For a full list of topics, please see here.

What are the sites you suggest using to explore my VCF file (SNPedia, dbSNP, etc.)?

These are resources we recommend to our users because they can be very helpful in uncovering information about specific SNPs. They are all free to use, and we believe that users will be able to easily navigate through them. These resources will allow for exploration of information ranging in intensity from an overview of the importance of a specific genotype to detailed scientific studies.

What is the information displayed for each SNP?

In addition to your genotype, we display the coordinates of each SNP. This includes the chromosome on which it is located, as well as its position. Please note: for positions, we use the GRCh37/hg19 standard. The position number may be different in sources which use a different reference genome.

How accurate is the imputed VCF from DNA.Land?

DNA.Land is fairly accurate, but not 100%, since imputation—the process by which we estimate the missing information in your genotype—cannot be done with 100% certainty.That being said, in internal testing, our imputation algorithms correctly imputed about 99.994% of SNPs. However, since this is a stochastic, probabilistic analysis, there is always the possibility that we are displaying an incorrect genotyoe. Never use the information provided on this website as-is; always consult a certified clinician before making any medical decision.

What is imputation?

Imputation is a process by which gaps in your genome which weren't actually sequenced can be inferred.
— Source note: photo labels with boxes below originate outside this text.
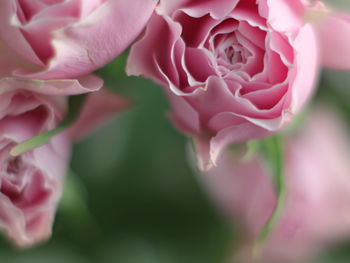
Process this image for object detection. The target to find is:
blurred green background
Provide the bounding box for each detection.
[0,0,350,263]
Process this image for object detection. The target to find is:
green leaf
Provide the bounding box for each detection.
[253,135,286,256]
[10,94,86,156]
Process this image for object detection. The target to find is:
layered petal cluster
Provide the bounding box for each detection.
[0,83,70,246]
[0,79,127,247]
[0,0,156,79]
[199,109,350,263]
[127,0,330,168]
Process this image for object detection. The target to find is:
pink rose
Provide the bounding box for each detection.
[127,0,350,168]
[0,79,126,247]
[0,0,156,79]
[199,110,350,263]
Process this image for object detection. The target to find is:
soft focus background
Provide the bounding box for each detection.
[0,0,350,263]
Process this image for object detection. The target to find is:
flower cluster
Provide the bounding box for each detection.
[0,0,350,262]
[0,0,156,247]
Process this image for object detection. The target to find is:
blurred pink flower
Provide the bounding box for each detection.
[127,0,318,168]
[199,110,350,263]
[0,0,157,79]
[0,79,126,247]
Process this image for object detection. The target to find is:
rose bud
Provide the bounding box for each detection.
[127,0,350,169]
[199,109,350,263]
[0,79,126,247]
[0,0,157,79]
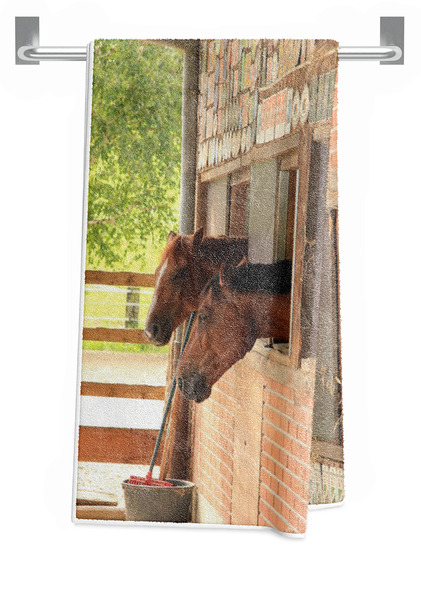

For more on imputation, please visit DNA.Land's explanation.

What is "Magnitude"?

Magnitude is a measure of how linked a certain trait is with a particular SNP. This data comes from the GWAS Catalog of the European Bioinformatics Institute (EBI), and can either be the odds ratio or beta cofficient for a specific SNP in a trait.

What is "Risk Allele"?

The risk allele is the allele associated with inheriting a certain trait or condition in case-controlled genetic studies.

What do the colors mean about my genotype?

Red indicates that you have at least one copy of the risk allele. Green indicates that you have no copies of the risk allele. Black or grey means that the risk allele is unavailable; we do not know whether or not you have it.

In this report, the user has the risk allele in the second SNP in the list (currently expanded), but not in the first or fourth SNP. Likewise, the risk allele for the third SNP is not known.

Why are magnitude or risk allele missing for some SNPs?

Our information on magnitudes and risk alleles comes from the GWAS Catalog of the European Bioinformatics Institute. We cannot present these items when they're not included in the catalog.